CloudClient12.04
Please note! This wiki is no longer maintained. Our documentation has moved to https://securityonion.net/docs/. Please update your bookmarks. You can find the latest version of this page at: https://securityonion.net/docs/CloudClient12.04.
Many folks ask how they can use Security Onion to monitor and defend their cloud environments. Most cloud environments don't provide anything like a tap or span port, but we can use daemonlogger or netsniff-ng as a virtual tap. This virtual tap will copy all traffic from our production cloud box to an OpenVPN bridge that transports the traffic to our Security Onion sensor where it is then analyzed.
The cloud client uses daemonlogger or netsniff-ng to copy all packets from eth0 to tap0 (OpenVPN). OpenVPN transports the packets to the cloud sensor, where tap0 is a member of bridge br0. The standard Security Onion stack sniffs br0. NIC offloading functions must be disabled on all of these interfaces (eth0 and tap0 on cloud client, and tap0 and br0 on cloud sensor) to ensure that Snort, Bro, etc. all see traffic as it appeared on the wire. This guide will walk you through disabling NIC offloading functions on eth0 and br0 via /etc/network/interfaces and tap0 via /etc/openvpn/up.sh.
This guide is written using daemonlogger because it is more likely to be available on most cloud boxes. If netsniff-ng is available, it can provide higher performance (less packet loss), and you would just need to change the calls from daemonlogger to netsniff-ng and translate the options to the equivalent netsniff-ng options.
This is based on Josh Brower's great work:
http://www.slideshare.net/DefensiveDepth/so-conference-2014
The OpenVPN configuration shown below is based on the following guides:
https://help.ubuntu.com/community/OpenVPN
https://help.ubuntu.com/lts/serverguide/openvpn.html
This cloud client is considered experimental. USE AT YOUR OWN RISK!
This guide was written for Security Onion 12.04 and will NOT work with Security Onion 14.04.

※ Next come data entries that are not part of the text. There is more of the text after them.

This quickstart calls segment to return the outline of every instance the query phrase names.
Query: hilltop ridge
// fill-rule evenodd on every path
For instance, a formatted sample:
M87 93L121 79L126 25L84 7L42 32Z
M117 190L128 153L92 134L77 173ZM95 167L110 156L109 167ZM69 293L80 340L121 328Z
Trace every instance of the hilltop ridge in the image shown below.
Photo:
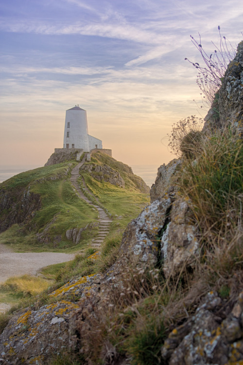
M10 318L6 365L242 363L243 75L242 42L204 128L178 142L122 239L67 264L65 283ZM102 195L96 158L86 182L114 209L123 189L104 182Z

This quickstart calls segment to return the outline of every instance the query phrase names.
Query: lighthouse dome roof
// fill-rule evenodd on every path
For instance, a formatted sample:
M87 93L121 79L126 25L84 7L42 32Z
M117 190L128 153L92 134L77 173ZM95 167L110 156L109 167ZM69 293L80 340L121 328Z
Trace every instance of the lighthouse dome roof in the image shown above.
M70 109L68 109L68 110L84 110L85 109L82 109L82 108L79 108L79 107L77 107L76 105L75 105L75 107L73 107L73 108L71 108Z

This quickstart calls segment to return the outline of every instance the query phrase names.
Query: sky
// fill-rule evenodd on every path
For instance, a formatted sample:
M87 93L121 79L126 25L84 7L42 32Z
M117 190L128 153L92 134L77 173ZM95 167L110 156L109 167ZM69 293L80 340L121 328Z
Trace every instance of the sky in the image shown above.
M129 165L174 158L167 134L204 117L190 35L243 38L242 0L2 0L0 164L42 166L62 147L66 110Z

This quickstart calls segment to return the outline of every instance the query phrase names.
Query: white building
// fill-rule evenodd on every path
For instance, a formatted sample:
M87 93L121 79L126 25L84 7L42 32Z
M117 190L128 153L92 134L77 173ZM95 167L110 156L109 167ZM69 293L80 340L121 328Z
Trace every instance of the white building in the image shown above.
M66 112L63 148L82 148L85 152L102 148L102 141L88 134L86 110L78 105Z

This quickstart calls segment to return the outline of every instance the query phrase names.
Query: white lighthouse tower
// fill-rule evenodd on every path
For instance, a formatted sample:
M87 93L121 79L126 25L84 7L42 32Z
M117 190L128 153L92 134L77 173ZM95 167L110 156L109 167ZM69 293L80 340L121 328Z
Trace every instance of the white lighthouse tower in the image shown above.
M78 105L66 112L63 148L82 148L85 152L102 148L102 141L89 135L86 110Z

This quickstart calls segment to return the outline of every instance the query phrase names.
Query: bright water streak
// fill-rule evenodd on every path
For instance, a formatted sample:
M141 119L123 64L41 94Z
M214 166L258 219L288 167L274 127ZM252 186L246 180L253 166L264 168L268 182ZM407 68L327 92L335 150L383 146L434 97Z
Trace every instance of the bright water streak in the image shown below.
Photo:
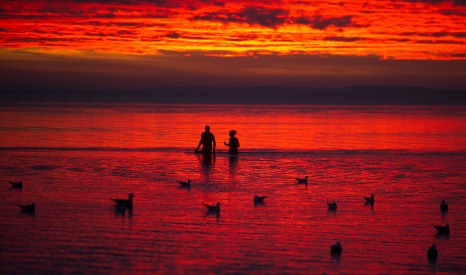
M466 271L464 108L32 105L0 111L2 273ZM229 130L238 131L239 158L191 152L208 124L218 151L227 148ZM305 175L307 185L293 179ZM176 182L188 178L189 189ZM7 180L24 185L10 189ZM109 198L129 193L134 209L116 212ZM362 198L371 193L372 206ZM255 194L269 197L254 205ZM328 210L327 201L337 210ZM219 215L202 205L217 202ZM32 202L35 214L15 205ZM437 235L432 223L449 224L451 234ZM330 252L337 240L340 257ZM439 256L429 263L432 243Z

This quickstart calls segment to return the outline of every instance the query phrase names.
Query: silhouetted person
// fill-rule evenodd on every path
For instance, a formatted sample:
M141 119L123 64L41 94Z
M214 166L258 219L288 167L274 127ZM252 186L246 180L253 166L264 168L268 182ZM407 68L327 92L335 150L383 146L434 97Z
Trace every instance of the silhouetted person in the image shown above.
M234 136L236 133L236 131L234 130L230 131L230 140L228 141L229 143L223 142L227 146L230 146L230 150L228 150L228 152L233 155L238 153L238 147L239 147L239 141L238 141L238 138Z
M213 134L210 133L210 127L208 125L206 126L205 130L206 132L201 135L201 140L199 142L199 144L197 145L197 148L194 150L194 152L197 151L197 150L199 149L199 147L200 147L202 144L202 149L201 150L201 152L204 153L204 154L210 154L212 153L212 152L213 151L215 154L215 137L214 137ZM214 142L213 148L212 147L212 142Z

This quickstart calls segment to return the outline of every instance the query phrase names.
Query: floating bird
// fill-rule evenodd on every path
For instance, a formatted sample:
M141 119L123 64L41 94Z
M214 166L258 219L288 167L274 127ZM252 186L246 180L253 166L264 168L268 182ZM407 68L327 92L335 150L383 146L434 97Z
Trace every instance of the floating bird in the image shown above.
M188 187L191 186L191 180L188 180L188 181L187 182L179 181L176 181L179 182L179 184L181 185L181 186L188 186Z
M220 203L217 203L216 206L209 206L204 204L204 205L207 207L209 211L220 211Z
M366 200L367 203L373 203L374 202L374 194L370 195L370 197L364 197L364 199Z
M329 209L337 209L337 203L329 203L327 202L327 205L329 206Z
M427 258L429 259L437 258L437 247L435 244L432 244L432 246L427 250Z
M340 242L337 242L337 243L330 246L330 248L332 253L341 253L343 249L342 248L342 245L340 244Z
M21 205L17 205L18 206L23 208L23 211L28 211L30 212L33 212L36 210L36 205L34 204L31 204L28 206L22 206Z
M306 178L304 179L298 179L297 178L294 178L294 179L298 181L298 182L302 182L302 183L307 183L307 176L306 176Z
M267 197L267 196L257 196L257 195L255 195L254 196L254 201L258 202L259 203L262 203L264 202L264 199Z
M445 226L442 225L436 225L432 224L435 228L439 231L439 233L444 233L445 234L450 234L450 225L447 223Z
M124 204L125 205L129 207L133 207L133 197L136 197L133 195L133 193L131 193L128 196L128 200L121 200L120 199L111 199L116 204L117 206L120 206L123 204Z
M12 181L8 181L8 182L11 184L11 185L13 187L23 187L23 182L20 181L18 182L14 182Z

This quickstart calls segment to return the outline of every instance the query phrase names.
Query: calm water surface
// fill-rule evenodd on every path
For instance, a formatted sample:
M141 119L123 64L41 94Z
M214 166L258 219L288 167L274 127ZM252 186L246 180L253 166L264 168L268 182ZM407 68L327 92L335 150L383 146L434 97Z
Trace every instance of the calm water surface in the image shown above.
M1 274L466 273L464 107L4 103L0 118ZM206 125L212 158L192 152Z

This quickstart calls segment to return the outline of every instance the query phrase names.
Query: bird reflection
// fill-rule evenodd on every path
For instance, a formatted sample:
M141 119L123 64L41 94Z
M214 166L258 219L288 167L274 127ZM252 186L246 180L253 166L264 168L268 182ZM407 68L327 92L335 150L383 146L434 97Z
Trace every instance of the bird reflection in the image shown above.
M202 165L208 166L215 162L215 154L204 154L202 156Z
M444 210L443 209L440 209L440 212L442 212L442 218L445 218L445 216L447 215L447 213L448 213L448 211L447 210Z
M124 218L124 214L126 211L126 207L124 205L115 206L115 217L121 216Z
M186 189L188 191L188 193L189 193L189 191L191 190L190 186L179 186L178 187L178 189Z
M365 202L364 203L364 206L370 206L371 210L374 210L374 202Z
M438 240L445 238L445 240L448 241L450 240L450 234L445 234L444 233L438 233L437 235L435 235L435 238Z
M330 253L330 258L335 261L337 264L340 264L340 260L342 257L342 253Z
M430 265L430 269L432 272L435 272L437 266L437 258L429 259L429 264Z
M254 201L254 207L257 208L257 206L265 206L267 204L264 202L258 202L257 201Z
M231 168L235 168L235 166L238 164L238 159L237 156L230 155L230 157L228 158L228 161L230 162L230 167Z
M215 216L215 217L217 220L219 220L220 219L220 211L208 210L206 212L205 215L204 215L204 217L206 217L208 216L212 216L214 215Z
M36 212L35 211L21 211L19 212L18 215L20 216L30 217L33 218L34 217L34 216L36 215Z

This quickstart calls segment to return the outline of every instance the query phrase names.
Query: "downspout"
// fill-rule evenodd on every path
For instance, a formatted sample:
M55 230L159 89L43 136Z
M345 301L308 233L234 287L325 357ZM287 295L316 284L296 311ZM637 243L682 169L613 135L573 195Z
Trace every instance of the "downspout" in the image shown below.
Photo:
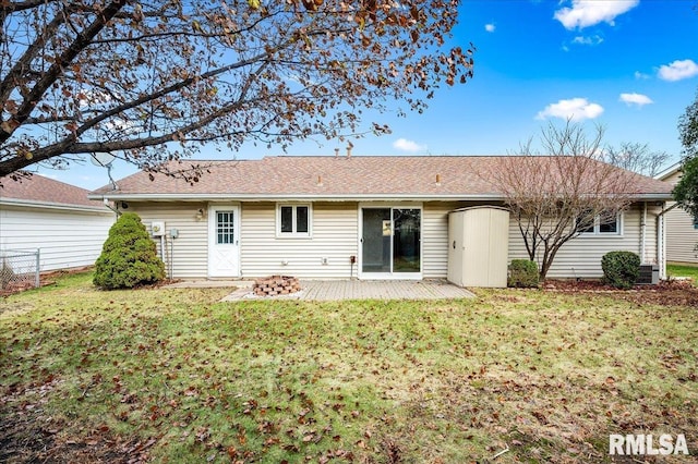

We first start with our Security Onion sensor. Run Security Onion Setup Phase 1 (Network Configuration), allow it to write your /etc/network/interfaces file, but DON'T reboot at the end:
sudo sosetup
Add br0 to /etc/network/interfaces and disable offloading functions:
cat << EOF | sudo tee -a /etc/network/interfaces
# Bridge for OpenVPN tap0
auto br0
iface br0 inet manual
bridge_ports none
post-up for i in rx tx sg tso ufo gso gro lro; do ethtool -K \$IFACE \$i off; done
EOF
Reboot:
sudo reboot
Run Security Onion Setup Phase 2 and choose to monitor br0:
sudo sosetup
Setup has locked down the UFW firewall, so let's go ahead and allow OpenVPN port 1194:
sudo ufw allow 1194
Install OpenVPN:
sudo apt-get update
sudo apt-get install openvpn
Next, copy files to the /etc/openvpn/easy-rsa/ directory:
sudo mkdir /etc/openvpn/easy-rsa/
sudo cp -R /usr/share/doc/openvpn/examples/easy-rsa/2.0/* /etc/openvpn/easy-rsa/
Edit /etc/openvpn/easy-rsa/vars:
sudo vi /etc/openvpn/easy-rsa/vars
Change these lines at the bottom so that they reflect your new CA:
export KEY_COUNTRY="US"
export KEY_PROVINCE="CA"
export KEY_CITY="SanFrancisco"
export KEY_ORG="Fort-Funston"
export KEY_EMAIL="me@myhost.mydomain"
Also change any lines that contain "changeme"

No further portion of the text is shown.